De heer Flach (SGP):
Dat antwoord heb ik ook gekregen in het debat dat we hebben gevoerd. De bedoeling van deze motie is om een soort tussenoplossing te organiseren, omdat het zoeken naar een specifieke optimale ondergrens tijd gaat kosten, veel tijd. Tot die tijd blijven we vastzitten aan die frustrerende 0,005 mol. Is de minister het met mij eens dat dat frustrerend is, en dat het goed zou zijn als we het RIVM vragen om een soort tussenoplossing op te stellen die in ieder geval nog ver onder die onzekerheden zit maar waar we wel wat beter mee uit de voeten kunnen?
Minister Wiersma:
We zijn het met elkaar eens dat de huidige ondergrens ook niet wetenschappelijk onderbouwd is. We willen allemaal naar een betere ondergrens die ook recht doet aan onder andere de PAS-melders en de bedrijven die daarmee geconfronteerd worden. Maar ik vind het wel van belang dat die ondergrens, als die er komt, ook houdbaar is, zodat we niet weer opnieuw in dezelfde situatie terechtkomen. Er is mij alles aan gelegen dat er een goed onderbouwde wetenschappelijk en juridisch houdbare ondergrens komt. Daarvoor zie ik nog wel vervolgstappen. Op dit moment wordt er ook hard aan gewerkt om die uit te werken. Daar komen we dus nog op terug. Maar als wij dit implementeren door een tussenwaarde te kiezen, dan is het weer een beleidsmatig gekozen waarde, terwijl we juist een onderbouwde drempelwaarde en een rekenkundige ondergrens willen.
De voorzitter:
Tot slot, kort.
De heer Flach (SGP):
Dat is eigenlijk min of meer hetzelfde antwoord dat ik net ook heb gehad. De minister wil toe naar een juridisch houdbare ondergrens. Daarmee loopt ze vooruit op het antwoord dat ze verwacht te krijgen van het RIVM. Ik vraag of de minister zélf bereid is om het aan het RIVM te vragen.

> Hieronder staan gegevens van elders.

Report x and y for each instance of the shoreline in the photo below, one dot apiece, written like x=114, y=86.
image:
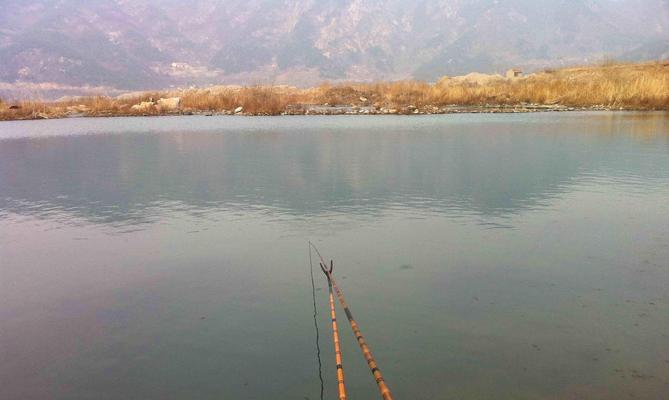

Het antwoord waar het RIVM dan mee terugkomt, daar zullen we het dan mee moeten doen. Maar ik vraag op dit moment aan de regering of zij de bereidheid heeft om dit voor te leggen aan het RIVM.
De voorzitter:
We gaan kijken of de minister na dit betoog nog tot een ander oordeel komt over deze motie.
Minister Wiersma:
Het RIVM zat in de klankbordgroep, dus ik kan opvragen wat hun bespiegelingen daarop zijn. Dat kan ik doen. Dat is dan, denk ik, ook het antwoord dat ze zullen hebben op een andere vorm van de ondergrens. Dat kunnen we dus doen, maar de motie in het algemeen moet ik ontraden. Ik kan wel de toezegging doen om te kijken wat de bespiegeling van het RIVM op het rapport was en wat zij daarin wel of niet als ruimte zagen.
De voorzitter:
Dan noteren we dat als toezegging, maar de motie blijft ontraden.
Minister Wiersma:
Dan kom ik op de motie van de heer Holman op stuk nr. 316. Die gaat over PAS-melders en stikstofemissie. Vooropgesteld: het vinden van een oplossing voor de PAS-melders heeft echt de hoogste prioriteit. We werken daar ook echt keihard aan, maar het is wel even de realiteit dat er geen simpele oplossingen zijn. We proberen dat via alle sporen. Recent is er weer een Kamerbrief gekomen en zijn er opnieuw middelen beschikbaar gesteld voor de provincies. We proberen via de verschillende sporen te werken aan het legaliseren van PAS-melders. Maar als er laaghangend fruit geweest was, dan was dat in de afgelopen vijf jaar al wel gevonden. Ik ga mijn uiterste best doen om daar voor 1 december iets voor op te leveren. Vanwege de complexiteit en de benodigde afstemming, met decentrale overheden maar ook in de ministerraad, is het wel een heel krap tijdsproces. Ik wil de motie oordeel Kamer geven, omdat ik echt niet wil dat er ook maar enige twijfel bestaat over de urgentie van dit thema. Maar ik hoop wel dat de Kamer mij de ruimte geeft als er in de realiteit toch iets meer tijd nodig blijkt te zijn om dit plan tot wasdom te brengen. Dat is de appreciatie van deze motie.
De voorzitter:
Ik kijk eerst naar de heer Holman, omdat hij de indiener van deze motie is. Daarna ga ik door naar mevrouw Bromet.
De heer Holman (NSC):
Ik wil de minister bedanken omdat de motie oordeel Kamer heeft gekregen. Ik ben het helemaal met de minister eens dat dit een bijna onmogelijke opgave voor haar is. Heel veel sterkte dus, en wij denken graag mee. Ik snap dat er tijdsdruk op zit, maar wij willen wel graag dat dit in de Kamer besproken wordt. Ik ga de griffie in de procedurevergadering ook vragen om hierover een vergadering te plannen in december, waarin we dit kunnen bespreken. Dan kunnen we er voor het kerstreces stappen in zetten.
De voorzitter:
Dan zien we dat terug op de commissieregeling.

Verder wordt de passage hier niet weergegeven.